História e Cultura

«O mais difícil não é ir à Arrábida, porque no Verão há carreiras de camionetas, no Inverno há em Azeitão táxis ou carroças ou jeriquinhos tão prestáveis  como os da Cacilhas de antigamente, e de Janeiro a Dezembro, para muita e muito boa gente, há duas pernas vigorosas e de boa vontade que fazem transpor a Serra pelo Vale do Picheleiro. Difícil, difícil, é entendê-la (...).»

Sebastião da Gama

 

A Serra da Arrábida

O invulgar monumento geológico que é a Serra da Arrábida, limitada pelo oceano Atlântico e pelos rios Sado e Tejo, encerra em si um património histórico, arqueológico, natural, cultural e até mágico-religioso digno de nota.

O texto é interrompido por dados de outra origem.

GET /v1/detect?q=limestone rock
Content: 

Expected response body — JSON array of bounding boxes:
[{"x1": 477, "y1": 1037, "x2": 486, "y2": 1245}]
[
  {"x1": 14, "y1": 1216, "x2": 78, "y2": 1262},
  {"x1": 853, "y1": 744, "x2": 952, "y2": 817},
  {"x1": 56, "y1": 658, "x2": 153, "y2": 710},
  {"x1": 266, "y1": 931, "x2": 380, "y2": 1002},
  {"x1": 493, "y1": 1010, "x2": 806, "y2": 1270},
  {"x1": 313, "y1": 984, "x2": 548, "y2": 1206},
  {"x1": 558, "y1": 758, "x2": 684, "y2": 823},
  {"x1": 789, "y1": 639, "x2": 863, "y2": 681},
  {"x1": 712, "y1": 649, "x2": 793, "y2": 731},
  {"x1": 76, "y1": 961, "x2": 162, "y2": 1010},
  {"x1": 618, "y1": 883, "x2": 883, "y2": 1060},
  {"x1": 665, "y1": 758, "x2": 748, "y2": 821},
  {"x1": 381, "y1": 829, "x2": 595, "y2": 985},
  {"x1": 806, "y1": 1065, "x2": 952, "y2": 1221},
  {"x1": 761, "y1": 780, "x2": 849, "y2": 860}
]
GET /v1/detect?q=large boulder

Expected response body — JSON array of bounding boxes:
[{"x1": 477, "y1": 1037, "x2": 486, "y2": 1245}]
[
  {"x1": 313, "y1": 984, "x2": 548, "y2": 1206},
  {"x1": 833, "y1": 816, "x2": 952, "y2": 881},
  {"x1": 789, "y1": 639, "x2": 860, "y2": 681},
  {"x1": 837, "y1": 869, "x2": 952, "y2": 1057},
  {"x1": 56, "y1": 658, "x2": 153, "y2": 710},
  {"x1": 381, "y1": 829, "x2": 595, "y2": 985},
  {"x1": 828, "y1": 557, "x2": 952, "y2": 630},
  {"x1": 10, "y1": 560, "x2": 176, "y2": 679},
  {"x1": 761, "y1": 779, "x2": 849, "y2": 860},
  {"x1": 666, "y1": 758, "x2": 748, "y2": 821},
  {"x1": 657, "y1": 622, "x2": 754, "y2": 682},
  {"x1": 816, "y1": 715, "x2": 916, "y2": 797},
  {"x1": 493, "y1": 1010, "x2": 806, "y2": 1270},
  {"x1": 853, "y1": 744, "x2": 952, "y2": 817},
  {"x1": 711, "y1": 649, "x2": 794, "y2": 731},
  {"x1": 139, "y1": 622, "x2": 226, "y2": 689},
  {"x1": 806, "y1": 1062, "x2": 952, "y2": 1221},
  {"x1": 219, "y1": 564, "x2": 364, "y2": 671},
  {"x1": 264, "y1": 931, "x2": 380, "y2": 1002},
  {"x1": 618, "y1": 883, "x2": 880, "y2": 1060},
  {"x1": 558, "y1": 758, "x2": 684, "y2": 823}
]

A palavra “Arrábida” é interpretada como uma derivação do termo árabe “al-râbita”, que significa “o que ata, vincula, reforça”, de que deriva por sua vez o termo “ribât”, significando estar atado, ocupar posições e estabelecer-se num lugar. Assim, as arrábidas, ou rábitas, eram pequenos mosteiros-fortaleza, ou conventos fortificados, habitados pelos morábitos (monges piedosos), que tinham uma função religiosa de retiro e aperfeiçoamento espiritual, ligada ao conceito de Jihad (Guerra Santa), associada à função de vigilância e defesa das fronteiras marítimas e terrestres do al-Andalus. Também serviam para alertar (ribât) – daqui a expressão “tocar a rebate”. No caso de ataque dos inimigos, os monges, além de lançar o alerta, deveriam integrar as forças de defesa. As arrábidas situavam-se em lugares estratégicos favorecidos pela geologia, distantes das cidades, tais como no alto das serras, elevações do terreno ou arribas costeiras.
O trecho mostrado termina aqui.